5. I want to make sure to feed my kids meals that are well balanced in nutrition, but sometimes I run out of ideas!
This is a common problem when it comes to cooking for any age, at any level! Luckily we have the internet and its many cooking web sites, as well as access to a plethora of markets, ingredients and spices with which we can experiment to our heart’s content. The key is to play with your food… Have fun with it, and include your kids in that fun! Try out some new spices, or give that strange-looking fruit you’ve passed in the “hippie section” of your local market a whirl (hint: it’s Dragon Fruit!). If you need a little more structure to your recipes, scan through several of the amazing cookbooks available at your local bookstore, or look online! Check out these web sites: Peas and Thank You, Food Network, Martha Stewart, AllRecipes, and Spark Recipes. Below I’ve included one of my own recipes to try!

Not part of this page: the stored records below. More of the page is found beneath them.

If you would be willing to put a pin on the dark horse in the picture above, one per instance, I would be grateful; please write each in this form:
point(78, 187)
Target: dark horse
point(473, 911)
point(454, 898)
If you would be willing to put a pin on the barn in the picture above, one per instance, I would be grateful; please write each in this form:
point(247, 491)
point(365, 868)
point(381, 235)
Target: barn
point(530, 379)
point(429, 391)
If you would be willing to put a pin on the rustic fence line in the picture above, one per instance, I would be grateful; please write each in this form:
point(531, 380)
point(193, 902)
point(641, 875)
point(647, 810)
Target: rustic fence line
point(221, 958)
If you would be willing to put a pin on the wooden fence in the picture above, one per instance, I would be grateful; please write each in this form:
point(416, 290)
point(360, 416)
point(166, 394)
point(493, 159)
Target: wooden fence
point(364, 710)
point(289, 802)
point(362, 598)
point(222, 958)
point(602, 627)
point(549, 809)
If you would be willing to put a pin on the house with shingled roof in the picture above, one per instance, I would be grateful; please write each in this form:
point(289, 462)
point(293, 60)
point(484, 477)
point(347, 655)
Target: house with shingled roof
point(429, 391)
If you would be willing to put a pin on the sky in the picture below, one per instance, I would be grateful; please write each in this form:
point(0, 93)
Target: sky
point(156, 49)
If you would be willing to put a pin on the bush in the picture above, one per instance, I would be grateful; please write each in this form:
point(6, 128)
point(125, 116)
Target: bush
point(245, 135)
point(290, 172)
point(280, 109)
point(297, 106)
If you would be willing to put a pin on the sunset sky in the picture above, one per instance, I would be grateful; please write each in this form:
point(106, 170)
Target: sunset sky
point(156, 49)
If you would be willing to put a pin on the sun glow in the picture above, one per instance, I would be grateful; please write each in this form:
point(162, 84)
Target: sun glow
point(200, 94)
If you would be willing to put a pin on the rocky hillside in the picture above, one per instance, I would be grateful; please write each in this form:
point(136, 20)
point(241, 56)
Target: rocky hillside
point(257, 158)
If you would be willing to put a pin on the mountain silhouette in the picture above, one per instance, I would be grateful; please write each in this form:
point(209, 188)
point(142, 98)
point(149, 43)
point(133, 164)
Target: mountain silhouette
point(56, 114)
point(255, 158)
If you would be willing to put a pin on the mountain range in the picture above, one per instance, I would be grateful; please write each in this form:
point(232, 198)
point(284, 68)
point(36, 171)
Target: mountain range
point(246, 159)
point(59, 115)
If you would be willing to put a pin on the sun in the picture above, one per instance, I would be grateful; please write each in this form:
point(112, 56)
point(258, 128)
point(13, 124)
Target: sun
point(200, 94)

Pomegranate Salsa w/Pita Chips:
- Nylon child safety knife
- Cutting board
- Mixing bowl
- Wooden spoon
- ½ bunch chives, minced
- 1 jalapeño, minced
- 1 green bell pepper, small dice
- 12 oz sweet corn, canned (in water)
- 1 medium pomegranate, seeded
- ½ cup cilantro, minced
- 1 lime, juice & zest
- 2 TBSP cider vinegar
- Salt & pepper, to taste
- Whole wheat pita chips (optional serving suggestion)
- Assist your child in using the Nylon safety knife to cut up all of the fruits and vegetables, as specified in the ingredients list. Prepare the remaining ingredients, like removing the pomegranate seeds from the husk and juicing the lime, accordingly.

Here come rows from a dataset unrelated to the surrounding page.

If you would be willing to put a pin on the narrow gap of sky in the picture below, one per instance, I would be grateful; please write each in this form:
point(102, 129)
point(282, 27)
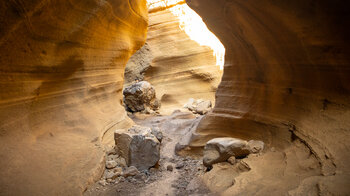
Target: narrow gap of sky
point(193, 25)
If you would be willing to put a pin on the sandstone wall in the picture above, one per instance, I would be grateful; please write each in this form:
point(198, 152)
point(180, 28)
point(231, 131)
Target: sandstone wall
point(61, 75)
point(178, 67)
point(287, 76)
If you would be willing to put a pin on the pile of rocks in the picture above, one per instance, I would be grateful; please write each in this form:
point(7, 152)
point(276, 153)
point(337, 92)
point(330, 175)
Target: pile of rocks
point(137, 149)
point(198, 106)
point(139, 146)
point(141, 97)
point(229, 149)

- Allow your child to combine all the prepared ingredients in a medium-sized mixing bowl, excluding the lime, cider vinegar, salt, pepper, and pita chips.
- Toss in the lime juice, followed by the cider vinegar, using only the amount of vinegar necessary to reach your desired salsa consistency. Salt & pepper to taste.
- Serve with the pita chips and enjoy with the whole family!